- Directed by: Abhishek Swain
- Written by: Abhishek Das
- Produced by: Shiladitya Bora Vinay Reddy Shubho Shekhar Bhattacharjee
- Starring: Prakruti Mishra Dipanwit Dashmohapatra
- Cinematography: Deepak Kumar, Bishwajeet Pattnayak
- Music by: Mahadev Rout
- Production company: Platoon One Films
- Release dates: November 2025 (IFFI); 17 April 2026 (India)
- Running time: 119 minutes
- Country: India
- Language: Odia

= Bindusagar (film) =

2025 Indian Odia language film

Bindusagar( Odia: ବିନ୍ଦୁସାଗର ) is a 2025 Odia-language musical romantic drama film directed by Abhishek Swain. It stars Prakruti Mishra and Dipanwit Dashmohapatra and was produced by Shiladitya Bora's Platoon One Films.

==Plot==
The story followed 22-year-old Sreeja, who arrived in Bhubaneswar from London with a cryptic letter from her late mother, on a quest to discover her roots. She intersects with a grieving father's journey to faith in the ancient city, exploring themes of love, loss, healing, belonging, and tradition around the sacred Bindusagar lake. The narrative blends a family drama with eight original songs rooted in Odia culture.

==Cast==
- Prakruti Mishra as Sreeja
- Dipanwit Dashmohapatra
- Satya Ranjan
- Sonalli Sharmisstha
- Robin Das

==Production==
The film was directed by Abhishek Swain, written by Abhishek Das, and produced by Shiladitya Bora (Platoon One Films) and Vinay Reddy and Shubho Shekhar Bhattacharjee (Boundless Blackbuck Films).

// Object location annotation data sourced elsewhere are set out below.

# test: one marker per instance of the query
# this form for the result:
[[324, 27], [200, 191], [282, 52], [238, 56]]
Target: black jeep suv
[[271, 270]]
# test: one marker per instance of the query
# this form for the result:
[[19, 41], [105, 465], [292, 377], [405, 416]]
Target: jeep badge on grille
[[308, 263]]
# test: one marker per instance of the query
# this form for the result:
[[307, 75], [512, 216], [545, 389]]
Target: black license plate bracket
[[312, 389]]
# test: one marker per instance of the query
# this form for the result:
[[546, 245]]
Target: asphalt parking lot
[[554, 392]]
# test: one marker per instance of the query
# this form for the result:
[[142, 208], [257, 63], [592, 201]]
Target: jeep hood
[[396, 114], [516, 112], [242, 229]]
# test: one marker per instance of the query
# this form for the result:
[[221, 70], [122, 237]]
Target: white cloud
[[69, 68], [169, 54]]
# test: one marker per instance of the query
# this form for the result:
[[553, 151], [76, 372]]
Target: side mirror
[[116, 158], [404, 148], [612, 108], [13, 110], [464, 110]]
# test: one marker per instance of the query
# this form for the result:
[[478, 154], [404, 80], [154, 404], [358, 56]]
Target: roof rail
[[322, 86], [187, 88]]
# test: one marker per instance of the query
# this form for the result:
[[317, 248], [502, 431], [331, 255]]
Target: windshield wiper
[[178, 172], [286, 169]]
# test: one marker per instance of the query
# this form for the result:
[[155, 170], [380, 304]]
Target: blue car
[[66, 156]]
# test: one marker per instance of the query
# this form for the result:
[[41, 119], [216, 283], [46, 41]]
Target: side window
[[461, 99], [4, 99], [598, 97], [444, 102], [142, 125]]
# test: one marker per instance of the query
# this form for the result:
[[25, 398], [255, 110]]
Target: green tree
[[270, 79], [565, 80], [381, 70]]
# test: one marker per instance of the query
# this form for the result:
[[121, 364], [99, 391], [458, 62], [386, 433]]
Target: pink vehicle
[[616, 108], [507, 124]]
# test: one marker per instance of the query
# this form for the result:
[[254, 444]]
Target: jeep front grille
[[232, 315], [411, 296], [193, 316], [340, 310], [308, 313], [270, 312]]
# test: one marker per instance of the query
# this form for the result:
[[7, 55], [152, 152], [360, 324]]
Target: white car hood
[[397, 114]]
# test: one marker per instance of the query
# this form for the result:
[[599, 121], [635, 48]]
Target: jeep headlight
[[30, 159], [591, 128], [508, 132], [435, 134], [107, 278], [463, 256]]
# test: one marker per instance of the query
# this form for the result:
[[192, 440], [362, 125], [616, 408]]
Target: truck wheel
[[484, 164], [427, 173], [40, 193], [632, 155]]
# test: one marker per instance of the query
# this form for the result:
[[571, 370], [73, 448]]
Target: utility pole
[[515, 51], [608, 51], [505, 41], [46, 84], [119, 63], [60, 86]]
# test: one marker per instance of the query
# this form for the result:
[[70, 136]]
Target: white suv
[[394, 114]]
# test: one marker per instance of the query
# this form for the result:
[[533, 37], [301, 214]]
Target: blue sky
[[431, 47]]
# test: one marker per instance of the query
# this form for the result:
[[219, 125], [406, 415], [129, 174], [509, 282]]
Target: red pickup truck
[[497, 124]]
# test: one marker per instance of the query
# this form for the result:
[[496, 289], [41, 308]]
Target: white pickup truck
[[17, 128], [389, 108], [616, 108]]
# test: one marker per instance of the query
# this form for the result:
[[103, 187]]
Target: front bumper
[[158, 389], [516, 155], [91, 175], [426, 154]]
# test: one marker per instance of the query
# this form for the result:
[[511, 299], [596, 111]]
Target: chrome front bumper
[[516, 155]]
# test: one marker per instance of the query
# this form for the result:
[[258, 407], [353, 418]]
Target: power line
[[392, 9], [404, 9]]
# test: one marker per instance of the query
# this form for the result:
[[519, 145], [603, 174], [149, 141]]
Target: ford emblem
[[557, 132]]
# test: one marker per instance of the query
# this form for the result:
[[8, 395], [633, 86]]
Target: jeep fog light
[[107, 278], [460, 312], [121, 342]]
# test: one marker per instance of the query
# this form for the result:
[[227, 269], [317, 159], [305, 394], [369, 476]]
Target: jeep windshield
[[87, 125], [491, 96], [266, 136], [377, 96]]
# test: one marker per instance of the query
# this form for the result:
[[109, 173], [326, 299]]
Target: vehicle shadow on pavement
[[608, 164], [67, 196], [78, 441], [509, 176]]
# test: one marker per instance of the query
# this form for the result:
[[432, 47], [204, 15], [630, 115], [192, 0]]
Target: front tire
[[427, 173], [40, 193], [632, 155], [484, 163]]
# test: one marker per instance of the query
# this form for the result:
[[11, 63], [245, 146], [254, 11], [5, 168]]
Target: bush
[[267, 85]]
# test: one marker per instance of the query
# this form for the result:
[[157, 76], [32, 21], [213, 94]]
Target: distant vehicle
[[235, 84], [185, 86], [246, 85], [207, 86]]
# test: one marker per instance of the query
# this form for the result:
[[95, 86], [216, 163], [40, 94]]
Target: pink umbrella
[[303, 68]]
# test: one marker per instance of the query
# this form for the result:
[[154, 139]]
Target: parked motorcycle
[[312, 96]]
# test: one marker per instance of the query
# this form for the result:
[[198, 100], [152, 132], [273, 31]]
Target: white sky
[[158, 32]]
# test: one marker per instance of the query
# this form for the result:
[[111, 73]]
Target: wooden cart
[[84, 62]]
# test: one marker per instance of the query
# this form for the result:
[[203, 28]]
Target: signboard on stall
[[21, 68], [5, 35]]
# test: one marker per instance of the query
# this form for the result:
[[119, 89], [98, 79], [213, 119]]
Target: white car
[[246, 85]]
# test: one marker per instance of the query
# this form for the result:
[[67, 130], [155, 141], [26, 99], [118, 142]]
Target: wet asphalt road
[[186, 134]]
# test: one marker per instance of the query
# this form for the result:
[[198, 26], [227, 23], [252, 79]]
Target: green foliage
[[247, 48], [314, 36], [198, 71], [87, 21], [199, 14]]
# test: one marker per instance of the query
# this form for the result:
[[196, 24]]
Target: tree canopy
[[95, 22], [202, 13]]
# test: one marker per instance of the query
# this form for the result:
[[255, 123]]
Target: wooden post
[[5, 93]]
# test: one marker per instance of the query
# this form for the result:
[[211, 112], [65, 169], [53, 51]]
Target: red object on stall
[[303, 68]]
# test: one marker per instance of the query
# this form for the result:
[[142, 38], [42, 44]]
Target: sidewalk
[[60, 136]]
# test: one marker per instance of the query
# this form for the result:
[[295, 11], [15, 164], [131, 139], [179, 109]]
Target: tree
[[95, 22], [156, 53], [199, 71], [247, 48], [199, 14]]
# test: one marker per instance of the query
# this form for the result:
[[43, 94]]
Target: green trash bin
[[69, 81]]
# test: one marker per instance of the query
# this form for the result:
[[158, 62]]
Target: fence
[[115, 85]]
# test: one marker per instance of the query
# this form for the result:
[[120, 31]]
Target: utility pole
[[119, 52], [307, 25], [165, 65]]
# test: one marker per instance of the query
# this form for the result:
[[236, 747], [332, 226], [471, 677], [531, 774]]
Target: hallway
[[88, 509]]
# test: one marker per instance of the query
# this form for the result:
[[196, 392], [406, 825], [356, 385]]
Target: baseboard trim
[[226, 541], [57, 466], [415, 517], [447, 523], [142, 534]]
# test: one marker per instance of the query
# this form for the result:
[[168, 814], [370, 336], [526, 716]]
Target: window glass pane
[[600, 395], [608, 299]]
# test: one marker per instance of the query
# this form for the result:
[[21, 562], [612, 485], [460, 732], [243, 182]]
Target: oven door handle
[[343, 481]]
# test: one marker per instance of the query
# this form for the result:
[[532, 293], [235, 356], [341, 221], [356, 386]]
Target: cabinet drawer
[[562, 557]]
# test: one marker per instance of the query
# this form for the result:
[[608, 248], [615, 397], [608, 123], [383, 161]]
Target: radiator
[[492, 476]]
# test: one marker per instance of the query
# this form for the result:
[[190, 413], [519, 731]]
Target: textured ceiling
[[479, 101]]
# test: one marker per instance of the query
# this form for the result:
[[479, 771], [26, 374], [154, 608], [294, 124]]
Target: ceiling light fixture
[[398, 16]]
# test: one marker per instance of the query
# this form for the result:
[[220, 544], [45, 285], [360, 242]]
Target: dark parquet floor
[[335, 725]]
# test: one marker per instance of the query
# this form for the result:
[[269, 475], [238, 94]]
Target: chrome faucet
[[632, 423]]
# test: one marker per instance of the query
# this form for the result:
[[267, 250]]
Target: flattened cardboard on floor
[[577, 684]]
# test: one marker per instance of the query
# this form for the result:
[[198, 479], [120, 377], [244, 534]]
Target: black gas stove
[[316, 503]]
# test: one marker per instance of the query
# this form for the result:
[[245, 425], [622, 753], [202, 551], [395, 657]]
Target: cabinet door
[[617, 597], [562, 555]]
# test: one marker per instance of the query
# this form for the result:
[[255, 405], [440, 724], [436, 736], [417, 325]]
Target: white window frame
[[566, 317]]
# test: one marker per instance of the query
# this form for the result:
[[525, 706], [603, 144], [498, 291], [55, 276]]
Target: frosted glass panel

It was filmed in Odisha and London, with key crew including cinematographer Deepak Kumar.

==Music==
The music was created by Kisaloy Roy, Mahadev Rout, and Ashish Pradhan. The soundtrack featured eight original songs, including "Bhola Shankar" sung by Kuldeep Pattanaik and Aseema Panda, with lyrics by Ranjan Nayak and music by Mahadev Rout. Music was released by Tarang Music.

==Release==
The premiere was at the 56th International Film Festival of India Gala Presentation, November 20–28, 2025, in Goa. Theatrical release is scheduled for April 10, 2026, coinciding with Maha Bishuba Sankranti, the Odia New Year, with India-wide distribution by Prakash Films.